Even, they are going for ‘speculative’ investment options for higher returns risking their whole investment, sources said.
“With interest rates on fixed deposits continue to fall, people are turning to shares, mutual funds, debentures, national saving instruments and bonds for higher returns,” a senior executive of a state-owned bank, told The New Nation on Wednesday, asking not to be named. He said those who are pulling off their deposit from banks are mostly living in big cities and turning to other financial instruments as the falling deposit rates have badly affected their interest income. “The trend would continue further unless the private sector investment gets a fresh boost,” he added. When asked, the official said, “The persistence slowdown in credit off-takes by private sector’s entrepreneurs has led to pile up excess liquidity in the banks. It also forced them to cut cost of deposit collections in order to protect their profitability.”

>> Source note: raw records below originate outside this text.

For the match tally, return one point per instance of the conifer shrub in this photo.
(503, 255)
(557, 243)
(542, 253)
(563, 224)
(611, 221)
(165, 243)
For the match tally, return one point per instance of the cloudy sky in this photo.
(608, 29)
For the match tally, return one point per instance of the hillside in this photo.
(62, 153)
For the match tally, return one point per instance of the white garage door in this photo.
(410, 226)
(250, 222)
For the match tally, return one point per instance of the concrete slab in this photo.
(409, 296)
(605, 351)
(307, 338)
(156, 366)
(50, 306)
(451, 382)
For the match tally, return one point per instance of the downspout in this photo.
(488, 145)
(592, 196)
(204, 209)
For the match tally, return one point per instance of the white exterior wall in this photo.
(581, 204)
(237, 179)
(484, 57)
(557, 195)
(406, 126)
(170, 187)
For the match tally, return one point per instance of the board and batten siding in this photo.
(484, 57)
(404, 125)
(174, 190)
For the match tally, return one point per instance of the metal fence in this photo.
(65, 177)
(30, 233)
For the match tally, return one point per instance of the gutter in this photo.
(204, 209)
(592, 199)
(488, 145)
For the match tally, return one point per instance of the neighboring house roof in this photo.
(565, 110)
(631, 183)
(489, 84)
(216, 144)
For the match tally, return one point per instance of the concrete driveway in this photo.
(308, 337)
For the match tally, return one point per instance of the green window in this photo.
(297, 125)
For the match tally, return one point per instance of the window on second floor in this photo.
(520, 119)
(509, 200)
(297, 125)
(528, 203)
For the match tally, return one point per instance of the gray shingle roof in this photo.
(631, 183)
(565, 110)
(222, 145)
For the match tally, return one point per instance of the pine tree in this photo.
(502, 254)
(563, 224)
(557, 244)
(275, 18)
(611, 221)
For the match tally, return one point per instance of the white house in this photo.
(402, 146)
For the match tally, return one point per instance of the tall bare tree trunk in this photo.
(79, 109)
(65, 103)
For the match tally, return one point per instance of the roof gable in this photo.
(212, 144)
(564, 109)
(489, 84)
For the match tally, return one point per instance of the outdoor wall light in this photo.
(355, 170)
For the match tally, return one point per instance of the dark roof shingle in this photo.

Banks’ excess liquidity hit at Tk 130,000 crore as on December last year. The weighted average interest rates on deposit rates in December stood at 5.13 per cent at the state-owned commercial banks, 6.44 per cent at the specialized banks, 5.42 per cent at the private commercial banks and 1.79 per cent at the foreign commercial banks, according to the latest Bangladesh Bank figure.
“People are putting their money in shares, mutual fund and debenture as a low-deposit rate regime is prevailing. In the last two months, we got many new clients who opened beneficiary owner (BO) account and started share trading,” a stock broker at the Dhaka Stock Exchange (DSE), told The New Nation on Wednesday. “Their entry into the stock business has already pushed up the overall trading turnover in the country’s two bourses,” he added.
Referring to an official figure, the stock broker said, over 29,000 BO accounts were opened over the last three months (November-January) and 10,000 were opened in December last year alone.
“The sudden rise in BO accounts indicates that new investors are entering the capital market with an aim to yield higher returns from their investment,” he said.
People’s growing trend is to invest in risky financial instruments (shares) worries the central bank, which asked the commercial banks to prevent the deposit rates from further falling.
“The declining deposit rates are affecting people’s habit of savings and encouraging them to put their money into speculative investment and spent money into wasteful purpose and unproductive sectors,” it said in a circular issued on Tuesday.